Temple of Total Largeness

Posted By: Kimberly

So earlier I covered the deer stuff, furry lovelies that they are. I did say that they were my inital reason for visiting Nara, but I found myself awed by the Todaiji Temple. It is as huge as huge gets, at least that's how I feel. There are bigger statues around, certainly, but the construction of this place succeeds in being large enough to impress, yet not too large that the brain just loses track of the scale and fails to see the larger whole. Even better, you get to be fairly close up, so you can really see the details on the statue and everything. Sweet!

Well, that is me there, trying to show some appreciation for the scale. Note how the people behind me are rather smaller and smaller and smaller... until they enter the huge doors as gnats.

What they are visiting is the very large Buddha statue pictured below. This picture actually makes it look normal-sized, but in reality, the height of this statue rises up over three tall storeys, just under that roof of the temple up top in the picture above!

Wandering around inside, I found myself just floating along with the steady stream of tourists. Just nice, not too crowded, and not too few people. They have a number of displays along the walls, as well as a station where you can write a dedicated roof tile which they will use when they maintain the temple. Just 2k yen, and you get to wield a calligraphy brush! The Japanese are supposed to just write name and address, but we saw some funky tiles done by French and English tourists...
This is one of the displays. A 30cm tall full-wood replica of the temple, and its interior prize. I was really impressed by the attention to detail, and totally wish that I had the ability to craft something as intricate as that.

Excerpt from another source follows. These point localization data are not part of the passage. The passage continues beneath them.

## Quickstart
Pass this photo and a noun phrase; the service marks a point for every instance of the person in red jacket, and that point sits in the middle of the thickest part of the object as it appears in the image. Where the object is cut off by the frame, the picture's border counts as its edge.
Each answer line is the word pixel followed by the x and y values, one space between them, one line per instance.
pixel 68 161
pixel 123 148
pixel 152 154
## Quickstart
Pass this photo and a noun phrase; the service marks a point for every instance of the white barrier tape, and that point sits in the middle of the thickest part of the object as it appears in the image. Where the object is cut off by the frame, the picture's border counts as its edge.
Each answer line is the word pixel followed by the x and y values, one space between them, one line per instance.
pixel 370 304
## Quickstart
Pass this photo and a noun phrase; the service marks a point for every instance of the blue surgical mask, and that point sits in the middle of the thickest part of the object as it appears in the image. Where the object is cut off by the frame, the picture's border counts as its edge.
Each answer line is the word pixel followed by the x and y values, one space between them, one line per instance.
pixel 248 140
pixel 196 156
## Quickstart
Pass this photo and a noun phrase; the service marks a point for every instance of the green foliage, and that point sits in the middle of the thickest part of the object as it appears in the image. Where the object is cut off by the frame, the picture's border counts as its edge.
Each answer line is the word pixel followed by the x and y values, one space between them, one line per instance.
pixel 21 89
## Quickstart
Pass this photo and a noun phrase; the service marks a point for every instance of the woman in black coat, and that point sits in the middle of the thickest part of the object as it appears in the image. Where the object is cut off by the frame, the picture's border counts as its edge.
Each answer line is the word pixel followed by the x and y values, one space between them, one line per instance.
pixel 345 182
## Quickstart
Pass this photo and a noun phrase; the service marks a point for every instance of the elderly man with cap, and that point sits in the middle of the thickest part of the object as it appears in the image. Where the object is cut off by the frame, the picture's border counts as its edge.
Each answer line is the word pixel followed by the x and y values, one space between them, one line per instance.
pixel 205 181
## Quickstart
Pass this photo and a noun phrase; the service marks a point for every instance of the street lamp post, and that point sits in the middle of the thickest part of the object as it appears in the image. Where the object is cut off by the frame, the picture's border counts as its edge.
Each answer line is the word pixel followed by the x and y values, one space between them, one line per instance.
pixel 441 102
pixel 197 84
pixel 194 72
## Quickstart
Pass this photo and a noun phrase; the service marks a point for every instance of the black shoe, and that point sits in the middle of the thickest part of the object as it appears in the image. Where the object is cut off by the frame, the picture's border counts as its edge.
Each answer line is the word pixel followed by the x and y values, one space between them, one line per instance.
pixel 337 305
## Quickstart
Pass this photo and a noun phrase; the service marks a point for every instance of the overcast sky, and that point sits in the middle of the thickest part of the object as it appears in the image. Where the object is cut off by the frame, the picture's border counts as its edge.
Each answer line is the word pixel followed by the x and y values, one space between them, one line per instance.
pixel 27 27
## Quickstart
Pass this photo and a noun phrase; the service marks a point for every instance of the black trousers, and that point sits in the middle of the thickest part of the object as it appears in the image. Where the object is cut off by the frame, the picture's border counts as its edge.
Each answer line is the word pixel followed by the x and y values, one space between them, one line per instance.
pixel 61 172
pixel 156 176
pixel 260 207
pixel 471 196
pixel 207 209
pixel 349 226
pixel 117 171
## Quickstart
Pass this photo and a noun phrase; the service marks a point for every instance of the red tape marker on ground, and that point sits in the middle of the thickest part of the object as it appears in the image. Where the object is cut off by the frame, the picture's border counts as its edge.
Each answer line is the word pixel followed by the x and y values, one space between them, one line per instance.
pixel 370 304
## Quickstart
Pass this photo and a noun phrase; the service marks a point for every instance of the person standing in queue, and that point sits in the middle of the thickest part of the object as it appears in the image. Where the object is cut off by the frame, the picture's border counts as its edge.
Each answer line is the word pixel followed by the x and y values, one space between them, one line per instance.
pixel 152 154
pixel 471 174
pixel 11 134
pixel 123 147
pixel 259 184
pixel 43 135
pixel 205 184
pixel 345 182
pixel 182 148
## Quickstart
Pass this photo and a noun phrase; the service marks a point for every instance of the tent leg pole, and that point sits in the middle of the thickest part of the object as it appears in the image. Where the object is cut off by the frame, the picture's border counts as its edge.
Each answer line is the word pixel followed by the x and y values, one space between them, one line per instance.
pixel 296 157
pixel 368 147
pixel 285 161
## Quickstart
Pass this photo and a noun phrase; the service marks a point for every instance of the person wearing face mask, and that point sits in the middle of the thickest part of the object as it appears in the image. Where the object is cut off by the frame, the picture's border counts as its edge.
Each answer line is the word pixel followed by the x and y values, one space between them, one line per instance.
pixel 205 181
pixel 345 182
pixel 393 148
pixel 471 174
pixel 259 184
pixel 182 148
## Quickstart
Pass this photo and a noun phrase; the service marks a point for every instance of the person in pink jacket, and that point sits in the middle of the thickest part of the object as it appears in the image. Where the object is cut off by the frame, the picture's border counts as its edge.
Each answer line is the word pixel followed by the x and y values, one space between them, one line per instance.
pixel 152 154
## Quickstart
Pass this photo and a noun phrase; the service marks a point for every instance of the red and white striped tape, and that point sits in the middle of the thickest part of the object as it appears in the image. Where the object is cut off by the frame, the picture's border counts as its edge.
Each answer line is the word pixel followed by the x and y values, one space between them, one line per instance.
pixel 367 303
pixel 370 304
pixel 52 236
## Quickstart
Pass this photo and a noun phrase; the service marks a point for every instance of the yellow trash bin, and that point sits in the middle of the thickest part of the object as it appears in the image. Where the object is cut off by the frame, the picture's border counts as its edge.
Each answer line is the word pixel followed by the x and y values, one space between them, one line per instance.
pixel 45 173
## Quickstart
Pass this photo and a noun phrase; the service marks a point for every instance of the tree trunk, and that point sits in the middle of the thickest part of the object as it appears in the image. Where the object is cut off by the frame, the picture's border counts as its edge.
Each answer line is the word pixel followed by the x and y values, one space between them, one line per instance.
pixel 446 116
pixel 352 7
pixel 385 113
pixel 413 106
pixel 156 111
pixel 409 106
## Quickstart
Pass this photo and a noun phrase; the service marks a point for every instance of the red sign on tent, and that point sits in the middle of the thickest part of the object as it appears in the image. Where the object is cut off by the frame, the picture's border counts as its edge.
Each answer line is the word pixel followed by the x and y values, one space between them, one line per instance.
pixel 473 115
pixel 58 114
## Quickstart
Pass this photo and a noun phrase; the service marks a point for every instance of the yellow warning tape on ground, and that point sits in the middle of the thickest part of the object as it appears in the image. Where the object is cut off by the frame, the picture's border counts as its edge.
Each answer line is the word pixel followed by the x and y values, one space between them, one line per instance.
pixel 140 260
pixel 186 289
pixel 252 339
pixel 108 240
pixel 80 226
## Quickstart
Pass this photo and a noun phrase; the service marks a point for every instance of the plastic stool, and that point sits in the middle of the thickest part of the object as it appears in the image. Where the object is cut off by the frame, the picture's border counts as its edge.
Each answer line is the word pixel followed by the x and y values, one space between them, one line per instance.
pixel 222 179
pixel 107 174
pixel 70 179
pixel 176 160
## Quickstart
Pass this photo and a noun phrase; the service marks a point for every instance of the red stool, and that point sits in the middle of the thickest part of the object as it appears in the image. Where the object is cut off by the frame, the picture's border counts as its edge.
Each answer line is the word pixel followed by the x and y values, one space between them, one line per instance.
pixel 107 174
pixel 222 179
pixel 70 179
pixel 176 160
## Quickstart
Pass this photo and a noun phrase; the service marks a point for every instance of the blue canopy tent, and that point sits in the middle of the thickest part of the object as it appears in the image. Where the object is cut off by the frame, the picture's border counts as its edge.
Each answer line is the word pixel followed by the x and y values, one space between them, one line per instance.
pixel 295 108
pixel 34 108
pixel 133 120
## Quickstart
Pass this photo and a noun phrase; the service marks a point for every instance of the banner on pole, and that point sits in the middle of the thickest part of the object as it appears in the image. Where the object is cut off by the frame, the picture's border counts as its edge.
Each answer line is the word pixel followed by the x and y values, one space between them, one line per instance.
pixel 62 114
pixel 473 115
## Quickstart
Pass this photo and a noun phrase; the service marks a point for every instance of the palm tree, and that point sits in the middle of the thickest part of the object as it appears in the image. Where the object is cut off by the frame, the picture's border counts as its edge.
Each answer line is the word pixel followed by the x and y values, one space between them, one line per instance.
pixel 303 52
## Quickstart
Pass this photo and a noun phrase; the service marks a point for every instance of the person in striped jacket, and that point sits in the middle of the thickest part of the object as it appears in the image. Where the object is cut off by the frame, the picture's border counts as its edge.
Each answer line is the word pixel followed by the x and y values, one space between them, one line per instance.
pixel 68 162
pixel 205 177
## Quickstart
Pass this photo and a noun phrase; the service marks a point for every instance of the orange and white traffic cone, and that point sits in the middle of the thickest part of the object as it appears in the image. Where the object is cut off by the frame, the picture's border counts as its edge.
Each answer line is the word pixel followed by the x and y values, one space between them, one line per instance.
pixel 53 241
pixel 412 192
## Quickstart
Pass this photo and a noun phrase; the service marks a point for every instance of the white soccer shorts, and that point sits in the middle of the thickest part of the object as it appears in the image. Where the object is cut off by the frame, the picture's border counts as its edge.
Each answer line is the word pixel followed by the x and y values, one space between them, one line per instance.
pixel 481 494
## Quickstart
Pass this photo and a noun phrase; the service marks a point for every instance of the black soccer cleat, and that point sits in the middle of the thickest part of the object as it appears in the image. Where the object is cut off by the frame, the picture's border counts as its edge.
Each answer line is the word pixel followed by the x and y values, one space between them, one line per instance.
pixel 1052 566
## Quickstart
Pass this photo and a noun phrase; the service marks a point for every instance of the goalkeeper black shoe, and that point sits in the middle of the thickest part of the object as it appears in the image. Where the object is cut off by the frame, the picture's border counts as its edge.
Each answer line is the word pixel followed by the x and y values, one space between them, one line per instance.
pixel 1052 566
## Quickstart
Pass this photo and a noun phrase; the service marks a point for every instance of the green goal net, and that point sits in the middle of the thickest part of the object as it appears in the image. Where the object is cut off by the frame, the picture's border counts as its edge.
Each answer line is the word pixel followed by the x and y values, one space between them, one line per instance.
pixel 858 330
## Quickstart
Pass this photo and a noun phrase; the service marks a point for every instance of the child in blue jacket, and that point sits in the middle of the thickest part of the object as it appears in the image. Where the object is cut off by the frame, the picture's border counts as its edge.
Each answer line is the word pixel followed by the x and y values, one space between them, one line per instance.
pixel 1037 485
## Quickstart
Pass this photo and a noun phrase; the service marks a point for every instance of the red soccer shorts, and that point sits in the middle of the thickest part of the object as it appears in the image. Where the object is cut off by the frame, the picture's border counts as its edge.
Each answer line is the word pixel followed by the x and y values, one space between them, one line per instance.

Other than being awed and amazed by the scale, we also got the chance to hop in the queue to climb through Buddha's nostril! Well, not literally, of course. The statue is too precious for that, but there is a hole in the base of one of the temple's hugeass pillars that is the size of one of the statue's nostril. It is said that passing through it brings luck for the rest of the year!
So there I am, taking off my jackets in the chill. No zero size female, me. And I was beginning to regret the very good basin of udon I just helped to eat earlier. T.T (more about this tasty tidbit in a later post!)

Down to my Agion! It says "try everything", and it is certainly getting the chance to do something new today!

There I go, squirming through that hole. It was pretty cramped for my tubby self, and I was just a little too short to just push myself through easily.

And there I am, just getting out after getting a proper hold ;) Shirt is still whitey and smelling a-ok!
It was loads of fun doing it, I certainly wouldn't mind doing it again! But it was fun also to watch others doing their thing... high heeled ladies, uncly types, a more portly chap who turned back at the last moment with a resigned exclamation of "Muri, muri...". Entire families passed through that hole, 3 generations even. The wood of the hole has been polished to a shine by all the bodies getting through.

So afterwards, we went to view the somewhat lesser but still impressive statues around the temple.

This one sits to the right of the temple entryway. Despite his appearance, he is reputed to heal the ills of anyone who rubs any of his bodyparts and then rubs their own corresponding ailing bodypart. I tried it out f0r my knee, hasn't been aching! But I forgot to do my back, neck, arms, head... ah well, old age.

And yes, we were very lucky to be visiting at a time when the sakura trees on the temple grounds were exploding with soft pink blossoms. I feel blessed much!